Discipline: Biological Sciences
Subcategory: STEM Research
Vernon Ruffin - Virginia Union University
During the second year of the Virginia Union University Undergraduate Research Training Program in the Biological Sciences Target Infusion Project (NSF Award #1623357), the second course-based undergraduate research experience (CURE)-infused course was implemented focusing on the neurophysiology research being conducted by the co-PI, Dr. Vernon A. Ruffin. Undergraduate Biology majors enrolled in two courses were given opportunities to process C57/BL6 mouse brains obtained from collaborating using immunohistochemistry and Western Blot techniques. The CURE-infused section of general biology also employed a comprehensive approach to aid student comprehension of key concepts. Reading was emphasized and regular formative assessment was employed to monitor student progress. A suite of supplemental materials (including PowerPoint lecture slides, videos, and practice questions) were also made available to reinforce concepts introduced in lectures.

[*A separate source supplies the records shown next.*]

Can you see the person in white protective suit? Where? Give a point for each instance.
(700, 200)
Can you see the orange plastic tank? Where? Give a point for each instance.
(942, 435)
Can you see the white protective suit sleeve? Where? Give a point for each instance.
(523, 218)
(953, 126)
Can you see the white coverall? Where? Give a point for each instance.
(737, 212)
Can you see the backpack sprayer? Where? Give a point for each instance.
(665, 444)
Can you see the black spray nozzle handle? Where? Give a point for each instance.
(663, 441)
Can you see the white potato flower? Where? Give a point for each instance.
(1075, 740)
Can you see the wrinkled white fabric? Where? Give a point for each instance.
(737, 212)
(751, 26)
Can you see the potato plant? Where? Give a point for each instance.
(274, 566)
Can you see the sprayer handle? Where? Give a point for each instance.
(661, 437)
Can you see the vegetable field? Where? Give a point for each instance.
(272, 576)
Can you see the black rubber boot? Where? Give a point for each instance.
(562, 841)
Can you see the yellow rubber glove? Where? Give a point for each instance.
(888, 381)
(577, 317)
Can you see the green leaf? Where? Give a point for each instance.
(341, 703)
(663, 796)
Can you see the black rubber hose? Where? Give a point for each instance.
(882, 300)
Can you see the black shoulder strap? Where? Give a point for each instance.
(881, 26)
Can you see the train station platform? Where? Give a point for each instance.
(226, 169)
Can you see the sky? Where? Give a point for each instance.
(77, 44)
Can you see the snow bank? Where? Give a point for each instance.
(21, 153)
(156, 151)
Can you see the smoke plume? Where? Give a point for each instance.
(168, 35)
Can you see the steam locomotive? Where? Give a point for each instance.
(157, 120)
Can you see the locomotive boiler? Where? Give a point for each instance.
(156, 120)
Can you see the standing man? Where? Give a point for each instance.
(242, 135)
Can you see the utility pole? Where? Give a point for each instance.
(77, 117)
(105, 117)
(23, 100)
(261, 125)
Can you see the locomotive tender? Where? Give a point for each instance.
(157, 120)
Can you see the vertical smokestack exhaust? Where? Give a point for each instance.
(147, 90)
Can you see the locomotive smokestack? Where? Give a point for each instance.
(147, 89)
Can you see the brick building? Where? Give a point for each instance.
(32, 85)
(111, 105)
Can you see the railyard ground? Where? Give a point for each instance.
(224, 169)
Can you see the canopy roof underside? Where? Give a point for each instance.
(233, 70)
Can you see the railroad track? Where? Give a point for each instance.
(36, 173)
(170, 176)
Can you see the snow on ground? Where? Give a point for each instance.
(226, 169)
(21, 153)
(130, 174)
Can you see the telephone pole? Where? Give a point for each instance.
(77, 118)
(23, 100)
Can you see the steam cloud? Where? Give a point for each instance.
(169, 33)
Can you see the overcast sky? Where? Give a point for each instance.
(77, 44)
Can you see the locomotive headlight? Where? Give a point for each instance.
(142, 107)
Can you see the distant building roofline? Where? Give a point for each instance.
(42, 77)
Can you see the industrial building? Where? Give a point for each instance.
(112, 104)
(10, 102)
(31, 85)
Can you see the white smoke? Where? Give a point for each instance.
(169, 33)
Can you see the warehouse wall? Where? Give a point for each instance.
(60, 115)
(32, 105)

Students are examined using the standardized test that accompanies the required text. In the laboratory section of the CURE, the co-PI?s research involving transmembrane proteins was drawn upon to reinforce neurophysiology concepts from the lecture. CURE students were also required to find and review scientific journal articles on relevant neuropsychology topics. Students summarized the journal articles in a written document and were encouraged to present the journals as part of the STEM Research Journal Club, another initiative of this TIP grant. Students successfully mastered key skills associated with performing the western blot technique, including weighing chemicals, making solutions, pH calibration, pipetting, and spectrophotometry. In addition, some students learned tissue sectioning and immunohistochemistry. As a result of exposure to authentic research at an early stage in their careers, two students from the General Biology course who originally identified having interests in veterinarian science persisted in research after the semester ended and participated in summer research activities. These students presented posters on their research findings at the 2018 Annual Biomedical Research Conference for Minority Students (ABRCMS). As a result of these efforts and growing student interest in research, the co-PI has been able to establish a functional neurophysiology laboratory at VUU.